J'ai l'impression que mes poumons ne parviennent plus à aspirer assez d'air. Je me plie sur mon abdomen, perclus de contractions, et fuis ce cercle avant de fondre en larmes devant eux. Une fois hors du hangar, je cours jusqu'au premier espace vide que je déniche.

« Je m'en débarrasserai. »

Dans ce qui devait servir de remise, je m'écroule à même le sol entre deux tonneaux. Je suis obligée de serrer mon ventre dans lequel j'ai l'impression de revivre les sensations les plus atroces de cette fausse-couche. Il ne faut pas longtemps à mes yeux pour s'embuer de larmes et couler comme deux cascades.

Il me fallait évacuer. Trop. C'était trop. Même si Rana, Delvin et Wolf m'ont occulté cette information, j'ai fini par l'entendre au gré des conversations : pratiquement toutes les prêtresses qu'ils avaient sauvées s'étaient donné la mort à la première occasion. L'information m'avait porté un coup, j'en reçus un deuxième en voyant tous les cadavres des insurgés s'accumuler au centre de la place, puis un troisième en voyant tout le sang sur les vêtements de mon mari. Combien d'hommes avait-il tués cette nuit ?
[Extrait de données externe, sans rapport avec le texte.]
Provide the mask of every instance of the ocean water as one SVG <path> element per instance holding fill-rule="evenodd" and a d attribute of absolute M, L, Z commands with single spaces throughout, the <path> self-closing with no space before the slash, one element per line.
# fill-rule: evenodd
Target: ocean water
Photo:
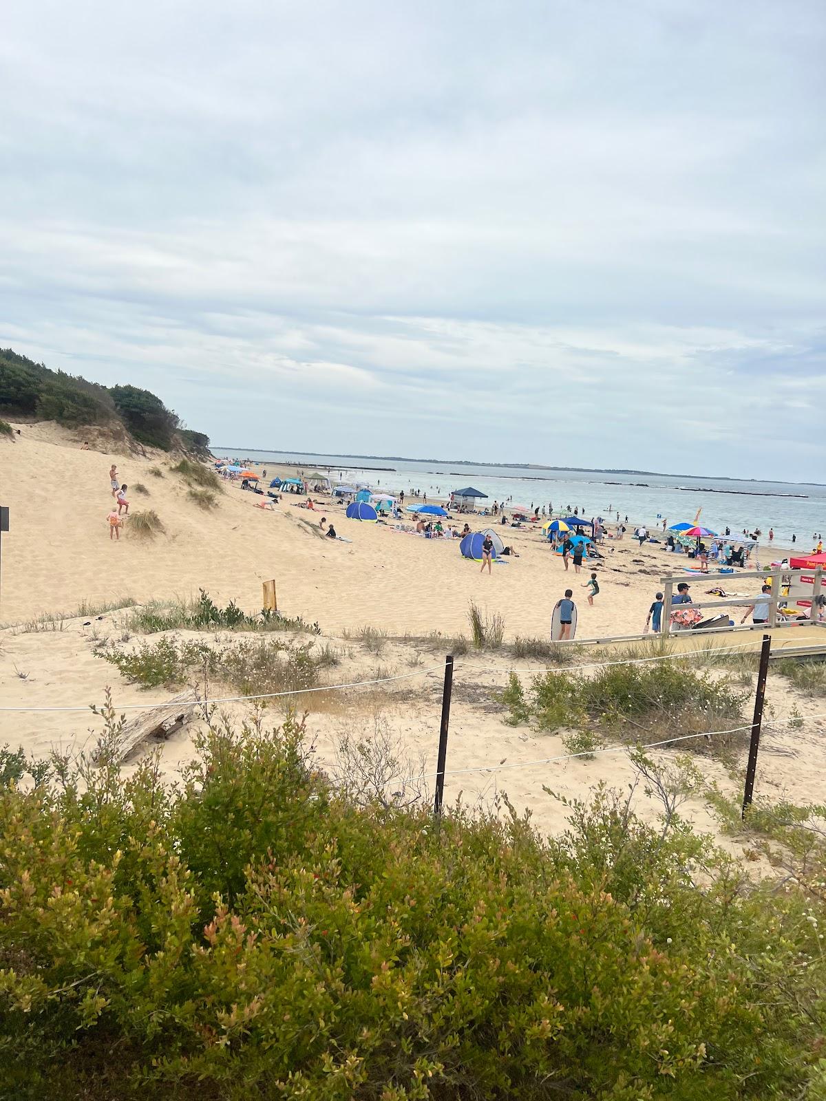
<path fill-rule="evenodd" d="M 550 470 L 539 467 L 475 466 L 419 459 L 360 458 L 341 455 L 260 451 L 214 447 L 215 455 L 248 458 L 256 464 L 295 464 L 304 473 L 329 471 L 334 480 L 367 481 L 379 489 L 420 489 L 428 497 L 447 497 L 452 490 L 474 486 L 489 497 L 488 502 L 511 497 L 517 504 L 567 511 L 577 508 L 586 516 L 616 517 L 629 524 L 661 525 L 694 521 L 702 509 L 700 523 L 713 531 L 726 526 L 732 534 L 743 528 L 761 528 L 761 543 L 774 528 L 774 542 L 802 553 L 812 549 L 820 532 L 826 533 L 826 486 L 787 482 L 735 481 L 673 475 L 626 475 L 583 470 Z M 659 519 L 660 517 L 660 519 Z"/>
Je ne remarque l'arrivée de Wolf que lorsque sa carrure m'enveloppe de ses énormes pattes d'ours. Je ne voulais pas craquer devant lui ni devant personne. Je m'en veux de lui infliger ce spectacle, alors qu'il m'a répété, encore et encore, avant de partir, combien ce serait dangereux, qu'il y aurait des affrontements et des morts. Alors je voulais tenir, me montrer brave comme Selmek, Rana ou Delvin. Lui prouver que je n'avais pas besoin qu'il s'inquiète pour moi et que je prenais la décision de les suivre en mon âme et conscience.
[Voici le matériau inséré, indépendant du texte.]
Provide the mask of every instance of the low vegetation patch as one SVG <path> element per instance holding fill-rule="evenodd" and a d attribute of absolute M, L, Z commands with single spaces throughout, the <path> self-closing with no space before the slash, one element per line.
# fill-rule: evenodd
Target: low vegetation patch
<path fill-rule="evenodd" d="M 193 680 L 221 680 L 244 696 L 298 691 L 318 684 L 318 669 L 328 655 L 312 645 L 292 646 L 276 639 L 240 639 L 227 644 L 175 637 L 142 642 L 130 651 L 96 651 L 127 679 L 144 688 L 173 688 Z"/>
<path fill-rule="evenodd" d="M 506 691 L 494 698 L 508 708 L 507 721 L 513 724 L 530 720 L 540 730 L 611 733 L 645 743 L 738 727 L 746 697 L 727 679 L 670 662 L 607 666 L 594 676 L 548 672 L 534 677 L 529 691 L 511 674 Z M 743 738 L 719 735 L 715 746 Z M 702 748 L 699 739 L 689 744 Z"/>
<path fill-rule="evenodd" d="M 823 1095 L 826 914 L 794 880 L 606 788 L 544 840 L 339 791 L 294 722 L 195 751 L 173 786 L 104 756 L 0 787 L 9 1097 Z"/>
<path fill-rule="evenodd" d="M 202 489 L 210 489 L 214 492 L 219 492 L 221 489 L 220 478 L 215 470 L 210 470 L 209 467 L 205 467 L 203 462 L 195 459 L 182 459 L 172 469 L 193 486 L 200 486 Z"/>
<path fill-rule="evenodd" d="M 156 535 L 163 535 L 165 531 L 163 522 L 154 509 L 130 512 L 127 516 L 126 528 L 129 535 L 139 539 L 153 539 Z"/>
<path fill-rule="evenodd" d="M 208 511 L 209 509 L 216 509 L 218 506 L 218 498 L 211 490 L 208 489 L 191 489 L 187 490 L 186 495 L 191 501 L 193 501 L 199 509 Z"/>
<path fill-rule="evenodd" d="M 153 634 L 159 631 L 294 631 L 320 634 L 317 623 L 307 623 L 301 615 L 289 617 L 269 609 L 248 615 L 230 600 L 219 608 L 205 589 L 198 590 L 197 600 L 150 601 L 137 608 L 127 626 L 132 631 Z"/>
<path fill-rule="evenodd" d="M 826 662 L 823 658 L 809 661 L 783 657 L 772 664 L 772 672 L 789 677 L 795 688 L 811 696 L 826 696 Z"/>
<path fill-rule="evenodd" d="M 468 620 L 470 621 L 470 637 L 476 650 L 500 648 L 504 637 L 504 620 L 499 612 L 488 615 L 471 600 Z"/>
« Je m'en débarrasserai. »

Mais cette phrase est la phrase de trop, me ramenant à ce jour cauchemardesque. Me faisant réaliser que je ne suis pas encore capable de tourner la page.

— Je sais que c'est dur, mon soleil, mais je sais aussi combien tu es forte, combien tu peux surmonter cela.

Dans un nouveau sanglot, je finis par accrocher mes doigts à son torse. Il me serre fort. Comme il est bon de se blottir contre lui. Les saccades de pleurs s'amenuisent, alors je parviens à articuler entre deux phrases :

— Je suis désolée, ça va aller, j'ai juste besoin de digérer tout ça.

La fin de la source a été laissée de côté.